It has been known for a thousand years or more (originating in China) that certain (magnetic) materials would always orientate    themselves in a  particular direction if suspended to rotate freely. The very earliest experiments in magnetism were done with these materials (permanent magnets)  and  these  clearly  showed  that two pieces of these materials were able to exert some force at a distance. This force is analogous to gravitational force. We know from our own experience that it exists. Physicists theorise on the causes whilst engineers are more concerned with being able to measure the practical effect and put it to use by devising a suitable method of analysis.
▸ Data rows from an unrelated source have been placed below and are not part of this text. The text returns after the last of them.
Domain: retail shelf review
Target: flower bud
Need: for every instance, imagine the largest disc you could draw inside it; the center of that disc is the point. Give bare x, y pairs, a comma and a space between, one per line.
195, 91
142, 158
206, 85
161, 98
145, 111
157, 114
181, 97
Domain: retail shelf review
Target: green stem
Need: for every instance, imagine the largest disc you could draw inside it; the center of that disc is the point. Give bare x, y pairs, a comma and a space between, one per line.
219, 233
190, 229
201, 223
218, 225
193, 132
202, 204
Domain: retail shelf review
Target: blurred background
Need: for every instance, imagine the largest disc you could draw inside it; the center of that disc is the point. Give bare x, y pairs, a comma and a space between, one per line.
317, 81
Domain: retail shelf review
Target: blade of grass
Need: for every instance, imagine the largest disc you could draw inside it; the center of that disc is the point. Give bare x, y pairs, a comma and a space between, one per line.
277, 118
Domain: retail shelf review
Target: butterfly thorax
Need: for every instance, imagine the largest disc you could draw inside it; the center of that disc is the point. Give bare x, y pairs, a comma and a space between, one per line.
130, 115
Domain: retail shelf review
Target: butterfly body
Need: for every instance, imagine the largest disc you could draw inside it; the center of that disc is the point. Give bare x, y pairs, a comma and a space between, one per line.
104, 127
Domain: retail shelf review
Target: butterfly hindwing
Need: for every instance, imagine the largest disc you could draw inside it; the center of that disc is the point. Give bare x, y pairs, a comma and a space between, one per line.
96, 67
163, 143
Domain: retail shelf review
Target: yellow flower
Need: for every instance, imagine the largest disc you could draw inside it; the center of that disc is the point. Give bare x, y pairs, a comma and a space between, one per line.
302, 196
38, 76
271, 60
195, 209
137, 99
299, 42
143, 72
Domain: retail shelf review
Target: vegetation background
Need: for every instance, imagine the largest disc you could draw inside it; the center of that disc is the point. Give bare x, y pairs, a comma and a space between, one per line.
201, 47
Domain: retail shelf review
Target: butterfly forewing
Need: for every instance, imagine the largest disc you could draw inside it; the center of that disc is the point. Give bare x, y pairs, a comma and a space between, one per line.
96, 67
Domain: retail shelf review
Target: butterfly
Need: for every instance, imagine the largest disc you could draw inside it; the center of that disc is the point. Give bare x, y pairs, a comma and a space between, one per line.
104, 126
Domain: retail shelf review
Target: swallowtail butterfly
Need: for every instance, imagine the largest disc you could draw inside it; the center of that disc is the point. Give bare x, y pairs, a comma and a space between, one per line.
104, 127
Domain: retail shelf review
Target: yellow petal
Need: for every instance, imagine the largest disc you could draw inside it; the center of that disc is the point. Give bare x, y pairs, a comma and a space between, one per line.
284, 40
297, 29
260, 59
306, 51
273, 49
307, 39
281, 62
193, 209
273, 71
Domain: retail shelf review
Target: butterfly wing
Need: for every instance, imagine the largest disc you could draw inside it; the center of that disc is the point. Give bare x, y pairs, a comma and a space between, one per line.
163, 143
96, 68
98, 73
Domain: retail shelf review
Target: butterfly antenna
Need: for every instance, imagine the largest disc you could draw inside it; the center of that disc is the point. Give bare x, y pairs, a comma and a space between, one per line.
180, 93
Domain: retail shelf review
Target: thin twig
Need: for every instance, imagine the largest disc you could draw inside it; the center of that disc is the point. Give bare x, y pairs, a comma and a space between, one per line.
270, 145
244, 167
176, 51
Very early experiments by Oersted and Ampere showed that a current carrying conductor also had an effect on magnetic material    in    its  vicinity.   Magnetic compasses   placed    near    to    a    current carrying conductor were deflected. He also found that the direction of deflection depended on the position relative to the wire. Those above the wire were deflected in the opposite direction to  those placed below. Ampere quantified the strength of this force in terms of the current and the distance involved.
 

In    order  to  be    able   to  relate   these observations to analysis, the concept of a magnetic field was introduced.The presence of a magnetic field may be visualised  by  drawing   imaginary continuous  lines  of    'magnetic  flux',  the density of which is a measure of the strength of the field  in a given material. Arrows are added to the flux lines to indicate the direction of the magnetic field, from which the  direction  of the  force  it produces on, for example, compass needles and current carrying conductors can be deduced. Convention has it that the magnetic field strength is denoted by the symbol H  (ampere.turns),  whilst magnetic  flux density  is  given  the symbol B (Webers/m2).